Dalam perspektif pasar, masyarakat
muslim dalam jumlah mayoritas di negeri ini, menjadikan program/event
yang bernuansa keagamaan (baca: Islam) akan mudah menemukan sasaran dan
target pasarnya. Dapat disimpulkan, bisnis yang Ansori impikan tersebut
cukup menjanjikan!.
Pada tahun 2005 bertepatan dengan bulan
maulid, Ansori diminta oleh Badan Musyawarah Perbankan Daerah (BMPD)
DIY untuk menyelenggarakan kegiatan yang cukup besar. Acara yang
diminta meliputi Dzikir Akbar Bersama Ustadz H. Arifin Ilham, Tabligh
Akbar Aa Gym, serta Konser Cak Nun & Kiyai Kanjeng. Rangkaian
kegiatan tersebut harus saya kemas sedemikian rupa, agar mempunyai
dampak nilai syi’ar yang “luar biasa”. Ini adalah prestasi yag luar
biasa dari jerih payahnya selama lima tahun sebelumnya mempromosikan
profesionalitasnya di kalangan para tokoh perusahaan besar di Yogyakarta.
Permintaan tersebut mempercepat langkah
Ansori untuk mendirikan lembaga bisnis miliknya sendiri. Bersama dua
orang rekanya, Ansori memberanikan diri mendirikan lembaga bisnis yang
akan bergerak di bidang tersebut. Perusahaan tersebut ia beri nama
CENTRA.
Sejak awal kuliah Ansori sudah terbiasa
mengelola kegiatan-kegiatan yang bernuansa keagamaan. Sekedar untuk
menyebut beberapa contoh, terhitung sejak tahun 2001 Ansori pernah
menggelar Konser Nasyid, Tabligh Akbar Aa Gym, Dzikir Arifin Ilham,
Dongeng Anak Bareng Kak Seto, dan sebagainya. Berkat pengalaman
tersebut, Ansori sering diminta oleh perusahaan-perusahaan untuk membuat
acara yang bernuansa keagamaan bagi mereka. Permintaan tersebut ia
maknai sebagai bentuk kepercayaan dari mereka (pemilik modal) kepadanya.
Bagi Ansori, memenuhi permintaan mereka tidaklah sulit, karena
pengalamanya lima tahun di Masjid Syuhada telah mengantarkan Ansori
untuk kenal dengan tokoh-tokoh yang harus ia jadikan mitra dalam
bisnisnya ke depan. Ansori telah mempunyai pengalaman dan kepercayaan.
Bagi siapapun yang berminat mengelola bisnis sejenis, harus mau menimba
pengalaman dan membangun kepercayaan dengan pihak lain, karena dua hal
tersebut juga modal penting selain modal dasar keyakinan yang harus
dimiliki sejak awal.
Sejak saat itu bisnis EO yang Ansori
gawangi namanya mulai berkibar, bahkan kegiatan yg di promotorinya sudah
merambah ke luar daerah jawa.

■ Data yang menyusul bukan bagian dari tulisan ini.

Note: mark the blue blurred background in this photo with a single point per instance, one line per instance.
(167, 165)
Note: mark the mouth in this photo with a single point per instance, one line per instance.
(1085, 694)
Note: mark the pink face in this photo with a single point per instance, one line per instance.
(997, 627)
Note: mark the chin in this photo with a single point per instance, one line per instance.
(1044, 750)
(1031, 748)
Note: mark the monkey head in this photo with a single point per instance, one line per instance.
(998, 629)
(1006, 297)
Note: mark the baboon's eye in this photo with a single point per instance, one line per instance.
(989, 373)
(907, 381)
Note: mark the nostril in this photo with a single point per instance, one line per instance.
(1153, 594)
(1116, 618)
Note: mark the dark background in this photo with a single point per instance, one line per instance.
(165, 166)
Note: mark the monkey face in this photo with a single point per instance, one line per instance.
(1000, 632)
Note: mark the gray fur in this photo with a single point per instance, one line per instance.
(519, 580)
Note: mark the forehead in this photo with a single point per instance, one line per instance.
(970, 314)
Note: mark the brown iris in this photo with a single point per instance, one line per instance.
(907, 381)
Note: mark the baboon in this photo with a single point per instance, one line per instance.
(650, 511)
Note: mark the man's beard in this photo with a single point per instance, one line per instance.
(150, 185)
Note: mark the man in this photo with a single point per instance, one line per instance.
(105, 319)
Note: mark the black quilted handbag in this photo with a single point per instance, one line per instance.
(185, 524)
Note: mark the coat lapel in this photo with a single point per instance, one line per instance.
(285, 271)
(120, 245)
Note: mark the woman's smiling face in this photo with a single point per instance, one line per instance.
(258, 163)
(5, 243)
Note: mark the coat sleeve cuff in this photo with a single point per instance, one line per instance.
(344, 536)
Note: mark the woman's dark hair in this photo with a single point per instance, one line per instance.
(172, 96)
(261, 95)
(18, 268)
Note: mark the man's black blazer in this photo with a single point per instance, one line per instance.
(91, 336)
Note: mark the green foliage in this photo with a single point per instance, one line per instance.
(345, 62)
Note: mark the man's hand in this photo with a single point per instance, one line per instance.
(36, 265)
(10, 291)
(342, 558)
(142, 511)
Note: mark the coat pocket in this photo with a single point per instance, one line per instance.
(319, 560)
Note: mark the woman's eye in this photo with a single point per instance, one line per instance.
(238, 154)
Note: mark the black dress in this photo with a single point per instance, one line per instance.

Karena perkembangan kegiatan yang pesat,
Ansori mulai memetakan segmen. Ia tidak hanya menawarkan kegiatannya ke
perusahaan saja, tetapi Ansori mulai melebarkan sayap masuk ke dunia
pendidikan. Karena tidak hanya satu segmen maka ia merubah nama brand EO
yang semula CENTRA menjadi EDWISE EDUTAINMENT. Saat ini ia sedang
mengusung nama Kak Bimo pendongeng anak terkenal di Yogyakarta menjadi
icon pendongen anak tingkat nasional. Tidak hanya pendongen anak, Ansori
juga sedang mempromosikan nama pencinta dan pencipta lagu anak dari
Yogyakarta yaitu Kak Wuntat.
Dari hasil bisnis EO yang ditekuni ini,
Ansori telah berhasil membeli sebidang tanah untuk didirikan rumah, dan
juga sudah memiliki mobil Daihatsu Terios. Ansori percaya apa yang
diimpikan ini kalau dijalani dengan serius akan membawa hasil yang
optimal. Ia berharap bisnisnya tidak sekedar mendatangkan untung berupa
uang tetapi juga akan membawa maslahat untuk kebaikan umat.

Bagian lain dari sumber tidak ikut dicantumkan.